LIVE – Israel-Hamas: fierce fighting around Khan Younes in Gaza


The Israeli army fought fierce battles against Palestinian Hamas on Monday in Khan Younes, in the south of the Gaza Strip, as international pressure mounts on Israel to prepare an outcome to the war including the creation of a Palestinian state . Israel must accept a two-state solution to guarantee its security, EU foreign ministers, including Germany’s Annalena Baerbock, stressed on Monday before meeting separately in Brussels with their Israeli and Palestinian counterparts.

The main information:

  • The Israeli army is engaged in fierce fighting in Khan Younes, in the south of the Gaza Strip.
  • For the EU, Israel must accept a two-state solution to guarantee its security
  • The French Minister of the Armed Forces, Sébastien Lecornu met with his Israeli counterpart, before meeting Benjamin Netanyahu in Tel Aviv

“120 people” killed in the last 24 hours in Khan Younes, according to Hamas

On the ground in the morning, witnesses told AFP of heavy artillery fire, advances of Israeli tanks and violent clashes, near al-Aqsa University and Nasser Hospital in Khan Younes. According to Hamas, which accused the Israeli army of having targeted five structures housing 30,000 displaced people, “120 people” were killed in the area “during the last 24 hours”. The Israeli army announced that it had taken control of Hamas command posts in Khan Younes.

The conflict in brief

Entering its 108th day, the war was triggered by the unprecedented attack launched by the Palestinian Islamist movement on October 7 on Israeli soil, which resulted in the death of more than 1,140 people, mostly civilians, according to a count. from AFP based on official Israeli data. Some 250 people were kidnapped and taken to Gaza, including around a hundred released at the end of November in exchange for Palestinian prisoners. According to the same count, 132 hostages are still in the territory, of whom 28 are believed to have died.

Israel has sworn to “annihilate” Hamas, which took power in the Gaza Strip in 2007. Its military operations there left 25,295 dead, the vast majority women, children and adolescents, according to a new report from Hamas.

In the courtyard of the Nasser hospital in Khan Younes, where Hamas officials are hiding, according to Israel, Gazans buried 40 bodies in a mass grave on Monday, according to AFPTV. “They dropped gas bombs on us, causing many people to suffocate,” describes Saadia Abou Taima. She drove her choking granddaughter to the hospital that night, but doctors couldn’t save her, she said.

Families flee the town of Khan Younes

At the end of the morning, the road to Rafah, further south, was stormed by families fleeing the city by all means, their belongings piled up in a hurry. Delivering its “version of the facts” on October 7 in an unprecedented communication operation, Hamas, classified as a terrorist organization by Israel, the United States and the European Union, recognized on Sunday “errors” having caused the deaths of civilians, and demanded “an immediate end to Israeli aggression” in Gaza.

According to Wall Street Journal, American intelligence estimates that so far, Israel has killed “around 20% to 30%” of the fighters of this movement, far from its objective. According to this daily, the United States, Qatar and Egypt, already mediators of a truce in November, are trying to negotiate the release of the hostages in exchange for an Israeli withdrawal from Gaza.
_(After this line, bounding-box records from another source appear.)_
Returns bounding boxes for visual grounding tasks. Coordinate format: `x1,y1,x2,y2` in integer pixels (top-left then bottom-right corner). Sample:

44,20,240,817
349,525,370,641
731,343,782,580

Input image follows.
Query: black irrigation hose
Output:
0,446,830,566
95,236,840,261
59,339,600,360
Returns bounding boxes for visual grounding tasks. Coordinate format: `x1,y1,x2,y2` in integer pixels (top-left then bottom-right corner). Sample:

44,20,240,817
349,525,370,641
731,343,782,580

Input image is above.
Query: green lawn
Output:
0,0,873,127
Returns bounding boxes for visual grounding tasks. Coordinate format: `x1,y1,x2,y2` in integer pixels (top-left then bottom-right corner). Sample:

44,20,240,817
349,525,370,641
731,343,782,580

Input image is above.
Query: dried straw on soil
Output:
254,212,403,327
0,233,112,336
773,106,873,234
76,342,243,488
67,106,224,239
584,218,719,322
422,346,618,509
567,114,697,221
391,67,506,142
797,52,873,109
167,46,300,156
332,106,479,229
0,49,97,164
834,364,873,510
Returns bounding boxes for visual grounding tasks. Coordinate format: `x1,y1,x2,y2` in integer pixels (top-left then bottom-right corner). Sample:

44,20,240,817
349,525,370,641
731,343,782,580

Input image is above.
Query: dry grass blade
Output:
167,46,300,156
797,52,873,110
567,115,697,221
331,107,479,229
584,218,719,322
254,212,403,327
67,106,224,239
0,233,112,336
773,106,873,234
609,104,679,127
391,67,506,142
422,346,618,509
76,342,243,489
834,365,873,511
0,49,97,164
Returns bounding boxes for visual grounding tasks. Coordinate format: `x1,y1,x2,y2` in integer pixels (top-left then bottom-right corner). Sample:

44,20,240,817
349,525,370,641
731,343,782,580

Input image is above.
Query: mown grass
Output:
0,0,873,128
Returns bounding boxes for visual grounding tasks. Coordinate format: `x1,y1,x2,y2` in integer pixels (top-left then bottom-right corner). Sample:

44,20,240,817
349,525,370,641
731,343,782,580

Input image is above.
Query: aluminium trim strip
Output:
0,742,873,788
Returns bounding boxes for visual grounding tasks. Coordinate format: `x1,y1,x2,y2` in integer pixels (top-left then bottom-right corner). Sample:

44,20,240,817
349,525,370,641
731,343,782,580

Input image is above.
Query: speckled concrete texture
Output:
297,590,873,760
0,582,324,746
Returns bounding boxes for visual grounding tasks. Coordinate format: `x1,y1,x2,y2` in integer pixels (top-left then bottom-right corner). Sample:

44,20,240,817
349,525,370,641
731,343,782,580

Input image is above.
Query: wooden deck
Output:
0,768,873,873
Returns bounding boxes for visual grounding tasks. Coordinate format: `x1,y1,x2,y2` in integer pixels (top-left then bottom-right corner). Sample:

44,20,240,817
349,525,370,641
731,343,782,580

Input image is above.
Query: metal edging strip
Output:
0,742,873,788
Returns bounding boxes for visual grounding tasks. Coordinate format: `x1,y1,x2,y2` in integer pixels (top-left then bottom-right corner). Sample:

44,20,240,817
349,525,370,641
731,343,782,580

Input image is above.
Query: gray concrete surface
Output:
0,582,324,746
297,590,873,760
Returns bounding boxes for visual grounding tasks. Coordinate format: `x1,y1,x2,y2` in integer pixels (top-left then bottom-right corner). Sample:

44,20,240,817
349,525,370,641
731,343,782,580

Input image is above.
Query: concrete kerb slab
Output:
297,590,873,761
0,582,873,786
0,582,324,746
Relatives of the hostages, mobilized for their return, interrupted a meeting in the Israeli Parliament on Monday. During the night, families and supporters demonstrated near the official residence of the Israeli Prime Minister to demand an agreement on their release, as protests against the government intensify in Israel.

Lecornu spoke with his Israeli counterpart

But Benjamin Netanyahu “categorically” rejected Hamas’ “conditions” on Sunday, and remains deaf to the growing international calls for a humanitarian truce and a two-state settlement for the post-war period. “What are the other solutions,” the head of European diplomacy, Josep Borrell, asked in Brussels, “make all the Palestinians leave? Kill them?”

In Tel Aviv, the French Minister of the Armed Forces, Sébastien Lecornu, spoke with his Israeli counterpart, Yoav Gallant, before a meeting with Benjamin Netanyahu. “A war in the north will be a challenge for Israel, but devastating for Hezbollah and Lebanon,” assured the Israeli Defense Minister during the interview. In the besieged Gaza Strip, where at least 1.7 of the 2.4 million inhabitants have had to flee their homes, many massing in the south, the humanitarian and health situation is catastrophic according to the UN.

The conflict is also exacerbating tensions between Israel and Hamas allies united by Iran within an “axis of resistance”, notably the Lebanese Hezbollah and the Yemeni Houthi rebels. On the Israeli-Lebanese border, where the Lebanese Islamist movement opened a second front against Israel, Israeli strikes hit several villages on Monday, according to the Lebanese National News Agency (NNA). Hezbollah claimed to have targeted Israeli troops during the night, preparing, according to it, an “assault on Lebanese territory”.